Les travaux des assises nationales de la refondation qui auraient mobilisés 1.000 délégués de l’intérieur et de l’extérieur du pays se sont clôturés le jeudi 30 décembre 2021. A l’issue des échanges dans les groupes thématiques réunis au sein de 4 ateliers et des débats de plénière, diverses recommandations relatives à la gouvernance politique, économique, sociale et culturelle ont été adoptées.
Comme on pouvait s’y attendre, la prolongation de la transition a été actée. Celle-ci s’étendra entre 6 mois ou 5 ans. Cette résolution vague pour le moins irréaliste et alambiquée confirme les arguments avancés par les partis et regroupements de partis politiques du cadre de concertation (regroupement des partis de l’ancienne majorité présidentielle), soupçonnant les autorités de transitions d’utiliser comme tremplin les assises pour uniquement légitimer la prolongation de celle-ci. En effet, cette recommandation pourrait également s’expliquer par la détermination de nos compatriotes de mettre sur pied des instituions fortes, d’asseoir le jeu démocratique sur des règles claires pour en finir avec le cycle de crise politique et les séries maléfiques de coups d’Etats, traduisant un malaise profond dans la gouvernance démocratique.
En tous cas, elle accorde une large marge de manœuvre aux tenants actuels du pouvoir pour se maintenir aux affaires pendant un si bon moment. Cela, malgré les positions affichées de la Communauté Economique des Etats d’Afrique de l’Ouest (CEDEAO) pour le maintien du calendrier électoral….
En outre, la prolongation sine die de la transition peut basculer notre pays, déjà en proie à l’insécurité, au terrorisme et l’extrémisme violent vers des horizons obscurs. Elle risque d’accentuer les fractions sociales, polariser le feu partisan pour ensuite troubler le climat de paix et de stabilité sociale, pourtant nécessaire pour la réussite de la transition. Les soutiens de la junte militaire au pouvoir et ceux opposés à la prolongation de la transition pourront battre de nouveau les hauts du pavé de la mythique place de l’indépendance, devenue le symbole de la contestation. Déjà un collectif de Défense des acquis Démocratiques (CODEF AD) et la Plateforme Unie pour le Mali (PUMA) sont vent debout pour la défense des libertés individuelles et collectives qu’elles estiment allègrement violées par la transition.

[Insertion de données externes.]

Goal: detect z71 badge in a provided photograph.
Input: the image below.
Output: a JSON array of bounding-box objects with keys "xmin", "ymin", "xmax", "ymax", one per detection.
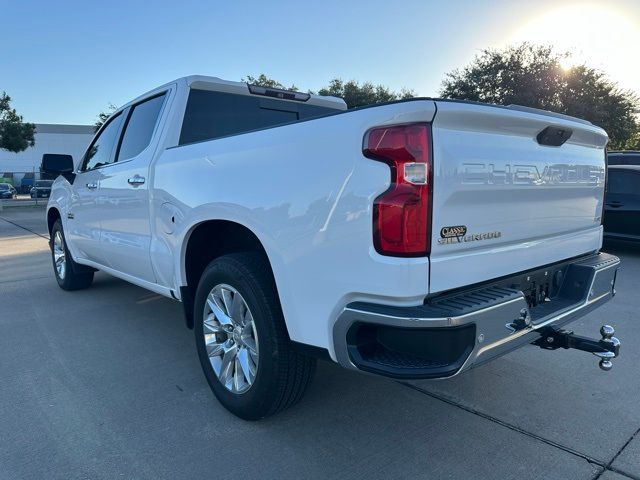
[{"xmin": 438, "ymin": 226, "xmax": 501, "ymax": 245}]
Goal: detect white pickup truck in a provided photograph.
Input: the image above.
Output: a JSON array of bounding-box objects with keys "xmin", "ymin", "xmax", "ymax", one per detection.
[{"xmin": 44, "ymin": 75, "xmax": 621, "ymax": 420}]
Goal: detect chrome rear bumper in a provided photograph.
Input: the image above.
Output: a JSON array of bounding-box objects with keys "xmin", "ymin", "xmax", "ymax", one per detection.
[{"xmin": 333, "ymin": 253, "xmax": 620, "ymax": 379}]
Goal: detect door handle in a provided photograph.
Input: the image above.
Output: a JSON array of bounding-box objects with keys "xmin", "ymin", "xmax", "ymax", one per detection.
[
  {"xmin": 127, "ymin": 175, "xmax": 146, "ymax": 186},
  {"xmin": 86, "ymin": 182, "xmax": 98, "ymax": 190}
]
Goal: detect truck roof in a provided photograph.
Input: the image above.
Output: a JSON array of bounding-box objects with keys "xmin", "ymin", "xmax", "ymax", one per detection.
[{"xmin": 125, "ymin": 75, "xmax": 347, "ymax": 112}]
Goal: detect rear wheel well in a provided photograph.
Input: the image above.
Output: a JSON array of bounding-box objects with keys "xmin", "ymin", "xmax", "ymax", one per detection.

Au niveau international, la prolongation de la transition risque de parachever l’isolement diplomatique de notre pays sur la scène internationale. Lequel est d’ores et déjà suspendu de l’Union Africaine, des instances de la Communauté Economiques des Etats d’Afriques de l’Ouest (CEDEAO) et celle de l’organisation internationale de la Francophonie (OIF). En plus des sanctions ciblées d’interdiction de voyage au sein de l’espace CEDEAO à l’encontre des autorités de transition et des membres de leurs familles, ce choix n’expose t- il pas notre pays si fragile à d’autres sanctions plus contraignantes ? En tous cas, semble t-il, aucune communauté internationale ne s’accommodera avec un pouvoir transitoire de 5 ans, qui a tout l’air du mandat d’un Président de la République démocratiquement élu.
Les autorités de la transition doivent savoir raison garder et s’atteler à l’essentiel c’est-à-dire l’organisation d’élection transparente et inclusive (mission essentielle d’un pouvoir transitoire) en laissant le soin au Président de la République, fort de la légitimité populaire, les réformes nécessaires à la refondation pour l’avènement du Mali Koura.